11. A structural bearing assembly having vertically spaced upper and lower plates and a self-aligning support positioned between and engaging both of said plates, said support having a central core of elastomeric material and an annular reinforcement member surrounding and integrally joined to said central core and engaging both of said plates, said member being an annulus of windings of a tension resistant fibre embedded in an elastomeric matrix capable of torsional twisting and bending about its central axis without any lateral enlargement due to axially imposed loads.

12. A structural bearing assembly as described in claim 11 wherein said support is circular and substantially all of the vertical exterior surface of said support is free standing and without lateral contact whereby said support is capable of limited rotational deflection.

13. A structural bearing assembly as described in claim 12 wherein said core is bonded to said upper plate.

14. A structural bearing assembly as described in claim 12 wherein said upper plate has a shallow recess in its lower face surrounded by a dependent lip, the upper edge of said support being seated in said recess.

15. A structural bearing assembly as described in claim 12 wherein said upper plate extends laterally outwardly beyond said support; a wall spaced from and surrounding both said support and said upper plate forming a restraining ring for limiting lateral movement of said upper plate with respect to said base.

16. A structural bearing assembly as described in claim 12 wherein said elastomeric material of said core is a material selected from the group consisting of neoprene, polyethylene and natural rubber.
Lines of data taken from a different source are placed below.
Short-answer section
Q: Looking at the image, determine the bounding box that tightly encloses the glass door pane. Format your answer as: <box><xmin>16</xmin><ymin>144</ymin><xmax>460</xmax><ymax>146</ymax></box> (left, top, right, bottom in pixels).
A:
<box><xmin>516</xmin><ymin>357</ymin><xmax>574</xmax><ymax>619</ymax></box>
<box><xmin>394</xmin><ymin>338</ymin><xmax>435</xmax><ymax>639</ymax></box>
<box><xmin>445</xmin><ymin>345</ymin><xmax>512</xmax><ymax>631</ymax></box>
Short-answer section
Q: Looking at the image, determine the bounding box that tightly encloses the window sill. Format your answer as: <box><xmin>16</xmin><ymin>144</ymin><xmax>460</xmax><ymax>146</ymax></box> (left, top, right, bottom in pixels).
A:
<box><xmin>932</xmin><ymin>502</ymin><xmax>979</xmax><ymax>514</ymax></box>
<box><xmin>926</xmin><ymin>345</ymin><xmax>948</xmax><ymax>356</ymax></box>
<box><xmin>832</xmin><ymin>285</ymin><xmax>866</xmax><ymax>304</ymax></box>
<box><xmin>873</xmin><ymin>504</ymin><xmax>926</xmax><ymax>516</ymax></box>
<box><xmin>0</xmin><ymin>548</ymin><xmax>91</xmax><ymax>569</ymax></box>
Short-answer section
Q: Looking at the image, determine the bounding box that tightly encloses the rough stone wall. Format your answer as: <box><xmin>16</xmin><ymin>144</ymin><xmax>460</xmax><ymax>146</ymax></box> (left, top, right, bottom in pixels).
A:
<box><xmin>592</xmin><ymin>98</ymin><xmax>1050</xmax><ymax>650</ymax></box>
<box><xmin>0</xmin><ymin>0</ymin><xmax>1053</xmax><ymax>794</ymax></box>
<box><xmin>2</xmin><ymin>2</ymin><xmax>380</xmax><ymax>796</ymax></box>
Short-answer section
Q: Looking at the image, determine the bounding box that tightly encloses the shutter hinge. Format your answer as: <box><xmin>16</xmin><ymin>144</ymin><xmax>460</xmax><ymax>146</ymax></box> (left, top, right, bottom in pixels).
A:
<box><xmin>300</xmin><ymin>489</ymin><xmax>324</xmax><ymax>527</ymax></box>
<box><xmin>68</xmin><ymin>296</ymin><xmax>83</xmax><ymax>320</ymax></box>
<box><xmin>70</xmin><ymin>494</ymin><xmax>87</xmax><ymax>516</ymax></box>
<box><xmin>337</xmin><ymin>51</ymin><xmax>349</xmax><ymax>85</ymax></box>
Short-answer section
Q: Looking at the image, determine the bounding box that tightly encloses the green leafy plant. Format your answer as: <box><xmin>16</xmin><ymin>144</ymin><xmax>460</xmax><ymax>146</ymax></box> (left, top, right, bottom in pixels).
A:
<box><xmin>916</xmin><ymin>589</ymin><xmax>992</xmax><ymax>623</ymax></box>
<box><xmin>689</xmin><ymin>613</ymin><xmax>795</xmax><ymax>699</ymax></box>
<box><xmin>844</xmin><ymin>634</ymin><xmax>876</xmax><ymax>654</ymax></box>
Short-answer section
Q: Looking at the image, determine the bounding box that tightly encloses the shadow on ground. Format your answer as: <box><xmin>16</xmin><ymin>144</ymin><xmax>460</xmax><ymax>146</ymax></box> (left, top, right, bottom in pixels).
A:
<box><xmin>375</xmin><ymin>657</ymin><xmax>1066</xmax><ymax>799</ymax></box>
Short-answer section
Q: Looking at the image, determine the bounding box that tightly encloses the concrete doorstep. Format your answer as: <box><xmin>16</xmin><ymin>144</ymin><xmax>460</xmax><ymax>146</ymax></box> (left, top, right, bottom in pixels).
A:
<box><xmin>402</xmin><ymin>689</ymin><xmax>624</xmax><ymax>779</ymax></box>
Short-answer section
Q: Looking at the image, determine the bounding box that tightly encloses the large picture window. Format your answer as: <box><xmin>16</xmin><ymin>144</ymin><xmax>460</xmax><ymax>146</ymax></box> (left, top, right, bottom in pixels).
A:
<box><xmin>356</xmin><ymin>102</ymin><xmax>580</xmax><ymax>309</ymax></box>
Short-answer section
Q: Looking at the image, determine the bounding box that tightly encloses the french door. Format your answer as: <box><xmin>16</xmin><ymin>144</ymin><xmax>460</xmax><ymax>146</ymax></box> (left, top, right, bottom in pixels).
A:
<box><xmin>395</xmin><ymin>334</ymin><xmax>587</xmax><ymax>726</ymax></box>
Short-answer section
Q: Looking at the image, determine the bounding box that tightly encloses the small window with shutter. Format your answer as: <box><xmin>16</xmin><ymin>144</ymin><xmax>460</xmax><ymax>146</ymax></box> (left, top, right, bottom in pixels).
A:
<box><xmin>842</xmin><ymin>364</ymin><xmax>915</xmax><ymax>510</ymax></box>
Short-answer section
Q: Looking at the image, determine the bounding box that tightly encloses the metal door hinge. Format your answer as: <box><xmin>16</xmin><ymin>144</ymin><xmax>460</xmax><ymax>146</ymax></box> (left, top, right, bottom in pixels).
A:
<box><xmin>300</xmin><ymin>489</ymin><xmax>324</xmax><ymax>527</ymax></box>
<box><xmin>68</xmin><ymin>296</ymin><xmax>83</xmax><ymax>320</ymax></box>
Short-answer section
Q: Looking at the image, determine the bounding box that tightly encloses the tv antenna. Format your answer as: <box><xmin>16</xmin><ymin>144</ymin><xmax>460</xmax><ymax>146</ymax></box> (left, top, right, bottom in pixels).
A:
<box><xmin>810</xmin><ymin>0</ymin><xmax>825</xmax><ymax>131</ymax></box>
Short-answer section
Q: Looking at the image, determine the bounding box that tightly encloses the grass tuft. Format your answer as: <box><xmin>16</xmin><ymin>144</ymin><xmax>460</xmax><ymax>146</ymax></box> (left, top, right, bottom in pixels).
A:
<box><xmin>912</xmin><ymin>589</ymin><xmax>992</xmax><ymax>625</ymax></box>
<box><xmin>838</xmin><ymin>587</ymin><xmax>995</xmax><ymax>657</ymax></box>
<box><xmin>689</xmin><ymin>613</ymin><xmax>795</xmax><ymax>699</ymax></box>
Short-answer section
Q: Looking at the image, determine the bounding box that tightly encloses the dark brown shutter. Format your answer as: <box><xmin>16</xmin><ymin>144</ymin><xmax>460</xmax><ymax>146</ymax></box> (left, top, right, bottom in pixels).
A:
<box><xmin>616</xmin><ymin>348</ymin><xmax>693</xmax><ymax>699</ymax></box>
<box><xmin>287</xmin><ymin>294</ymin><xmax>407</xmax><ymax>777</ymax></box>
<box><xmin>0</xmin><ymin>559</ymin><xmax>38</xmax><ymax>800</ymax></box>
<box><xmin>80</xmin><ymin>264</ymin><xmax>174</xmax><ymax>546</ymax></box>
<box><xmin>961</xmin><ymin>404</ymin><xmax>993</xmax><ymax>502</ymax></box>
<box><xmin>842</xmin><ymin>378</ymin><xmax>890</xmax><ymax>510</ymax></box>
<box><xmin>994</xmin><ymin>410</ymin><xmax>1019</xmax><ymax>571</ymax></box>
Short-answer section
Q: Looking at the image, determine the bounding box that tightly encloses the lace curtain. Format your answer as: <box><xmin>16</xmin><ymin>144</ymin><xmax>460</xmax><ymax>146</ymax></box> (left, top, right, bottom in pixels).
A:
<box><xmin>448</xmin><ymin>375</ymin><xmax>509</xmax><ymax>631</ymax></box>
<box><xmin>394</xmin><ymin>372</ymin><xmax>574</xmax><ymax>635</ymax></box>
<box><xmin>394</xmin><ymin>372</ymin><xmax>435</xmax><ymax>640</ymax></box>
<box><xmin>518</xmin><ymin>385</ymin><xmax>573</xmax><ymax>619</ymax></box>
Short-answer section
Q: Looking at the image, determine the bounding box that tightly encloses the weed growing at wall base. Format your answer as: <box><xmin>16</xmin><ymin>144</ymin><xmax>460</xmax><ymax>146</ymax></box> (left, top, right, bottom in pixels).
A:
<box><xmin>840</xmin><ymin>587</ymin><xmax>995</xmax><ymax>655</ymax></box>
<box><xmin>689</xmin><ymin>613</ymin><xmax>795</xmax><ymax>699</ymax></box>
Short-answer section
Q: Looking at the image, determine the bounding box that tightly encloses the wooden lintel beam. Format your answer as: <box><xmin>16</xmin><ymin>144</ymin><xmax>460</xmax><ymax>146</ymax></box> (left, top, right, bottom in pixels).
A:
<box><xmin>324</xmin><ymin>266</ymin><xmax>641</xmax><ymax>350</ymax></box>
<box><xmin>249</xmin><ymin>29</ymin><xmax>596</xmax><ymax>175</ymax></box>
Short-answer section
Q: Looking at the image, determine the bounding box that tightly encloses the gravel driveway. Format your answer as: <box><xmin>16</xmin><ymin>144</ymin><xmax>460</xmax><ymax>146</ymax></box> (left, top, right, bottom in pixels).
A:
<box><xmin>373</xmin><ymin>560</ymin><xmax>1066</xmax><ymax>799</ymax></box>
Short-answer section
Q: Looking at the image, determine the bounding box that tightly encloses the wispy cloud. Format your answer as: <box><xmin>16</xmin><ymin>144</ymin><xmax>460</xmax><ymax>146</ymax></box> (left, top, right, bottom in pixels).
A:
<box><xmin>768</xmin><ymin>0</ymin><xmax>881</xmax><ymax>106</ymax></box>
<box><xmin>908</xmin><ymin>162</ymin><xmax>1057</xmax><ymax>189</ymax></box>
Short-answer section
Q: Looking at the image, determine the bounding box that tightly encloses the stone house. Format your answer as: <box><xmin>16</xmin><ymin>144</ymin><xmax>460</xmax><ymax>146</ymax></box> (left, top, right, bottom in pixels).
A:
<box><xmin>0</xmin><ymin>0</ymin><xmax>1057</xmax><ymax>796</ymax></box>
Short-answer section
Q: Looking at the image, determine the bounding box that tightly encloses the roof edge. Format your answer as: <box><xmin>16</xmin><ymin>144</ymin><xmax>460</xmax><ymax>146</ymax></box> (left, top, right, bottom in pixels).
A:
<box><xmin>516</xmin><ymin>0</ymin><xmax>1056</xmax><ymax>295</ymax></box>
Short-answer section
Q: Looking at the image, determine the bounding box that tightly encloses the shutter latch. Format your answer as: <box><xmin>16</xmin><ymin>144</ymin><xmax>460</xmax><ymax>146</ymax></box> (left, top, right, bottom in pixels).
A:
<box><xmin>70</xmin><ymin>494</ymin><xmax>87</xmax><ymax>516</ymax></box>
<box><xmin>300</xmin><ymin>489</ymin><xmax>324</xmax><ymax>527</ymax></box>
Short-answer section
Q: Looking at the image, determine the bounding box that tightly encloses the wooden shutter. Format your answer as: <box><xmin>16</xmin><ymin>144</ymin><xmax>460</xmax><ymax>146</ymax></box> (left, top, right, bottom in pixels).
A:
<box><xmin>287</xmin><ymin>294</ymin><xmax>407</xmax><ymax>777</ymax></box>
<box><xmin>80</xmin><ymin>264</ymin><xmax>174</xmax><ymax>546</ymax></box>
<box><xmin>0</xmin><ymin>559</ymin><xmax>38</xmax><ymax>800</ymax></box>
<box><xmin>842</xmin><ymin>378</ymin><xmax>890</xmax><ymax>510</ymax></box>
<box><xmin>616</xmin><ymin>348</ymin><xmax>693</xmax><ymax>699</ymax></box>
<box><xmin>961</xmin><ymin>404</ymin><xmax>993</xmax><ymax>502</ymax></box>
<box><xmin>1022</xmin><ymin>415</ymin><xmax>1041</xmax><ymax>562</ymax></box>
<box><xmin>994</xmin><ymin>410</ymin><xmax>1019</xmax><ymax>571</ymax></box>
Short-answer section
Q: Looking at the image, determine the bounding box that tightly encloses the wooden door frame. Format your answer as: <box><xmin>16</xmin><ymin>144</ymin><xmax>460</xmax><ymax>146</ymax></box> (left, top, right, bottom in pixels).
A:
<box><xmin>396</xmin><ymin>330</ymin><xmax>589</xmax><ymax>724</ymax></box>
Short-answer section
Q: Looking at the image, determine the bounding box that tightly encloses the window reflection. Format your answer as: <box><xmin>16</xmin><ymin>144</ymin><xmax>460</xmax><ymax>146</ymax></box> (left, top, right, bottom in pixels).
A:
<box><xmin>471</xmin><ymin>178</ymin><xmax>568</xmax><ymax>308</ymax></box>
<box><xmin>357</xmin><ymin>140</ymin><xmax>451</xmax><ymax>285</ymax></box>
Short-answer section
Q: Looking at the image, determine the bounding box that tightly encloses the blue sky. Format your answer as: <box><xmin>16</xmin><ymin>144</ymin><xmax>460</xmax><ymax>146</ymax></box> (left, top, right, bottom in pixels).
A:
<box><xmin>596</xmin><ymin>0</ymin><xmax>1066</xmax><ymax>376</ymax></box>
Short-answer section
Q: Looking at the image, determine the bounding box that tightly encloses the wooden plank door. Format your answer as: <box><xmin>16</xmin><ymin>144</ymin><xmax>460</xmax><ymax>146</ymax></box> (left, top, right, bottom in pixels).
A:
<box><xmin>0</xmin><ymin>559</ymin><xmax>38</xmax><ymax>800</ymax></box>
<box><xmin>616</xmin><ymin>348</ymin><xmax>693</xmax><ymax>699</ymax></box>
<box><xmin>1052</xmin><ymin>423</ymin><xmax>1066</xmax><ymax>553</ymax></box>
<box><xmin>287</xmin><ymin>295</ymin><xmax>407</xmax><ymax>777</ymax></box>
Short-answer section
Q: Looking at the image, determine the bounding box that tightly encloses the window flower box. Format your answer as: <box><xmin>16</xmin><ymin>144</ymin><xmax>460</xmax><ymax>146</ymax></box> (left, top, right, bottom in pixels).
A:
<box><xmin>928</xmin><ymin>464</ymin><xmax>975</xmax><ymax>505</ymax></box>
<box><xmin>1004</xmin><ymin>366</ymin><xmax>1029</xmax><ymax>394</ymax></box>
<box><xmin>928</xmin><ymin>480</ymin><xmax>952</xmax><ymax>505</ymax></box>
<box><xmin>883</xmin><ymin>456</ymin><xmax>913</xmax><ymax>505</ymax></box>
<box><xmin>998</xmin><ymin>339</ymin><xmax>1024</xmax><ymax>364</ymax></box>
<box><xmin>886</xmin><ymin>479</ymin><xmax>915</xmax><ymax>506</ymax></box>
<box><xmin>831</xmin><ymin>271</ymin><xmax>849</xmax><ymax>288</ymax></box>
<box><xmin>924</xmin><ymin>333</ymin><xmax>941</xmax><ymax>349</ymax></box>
17. A stuctural bearing assembly as described in claim 16 wherein the fibres of said reinforcement member are composed of a material selected from the group of materials consisting of carbon fibres, steel and poly (p-phenyleneterephthalamide).

18. A structural bearing assembly including a self aligning support located between an upper plate and a lower plate, said support comprising an elastomeric core of neoprene, said core having an integral outer reinforcing layer, said outer reinforcing layer comprising a spirally wound cord of poly (p-phenyleneterephthalamide) material embedded in an elastomeric material.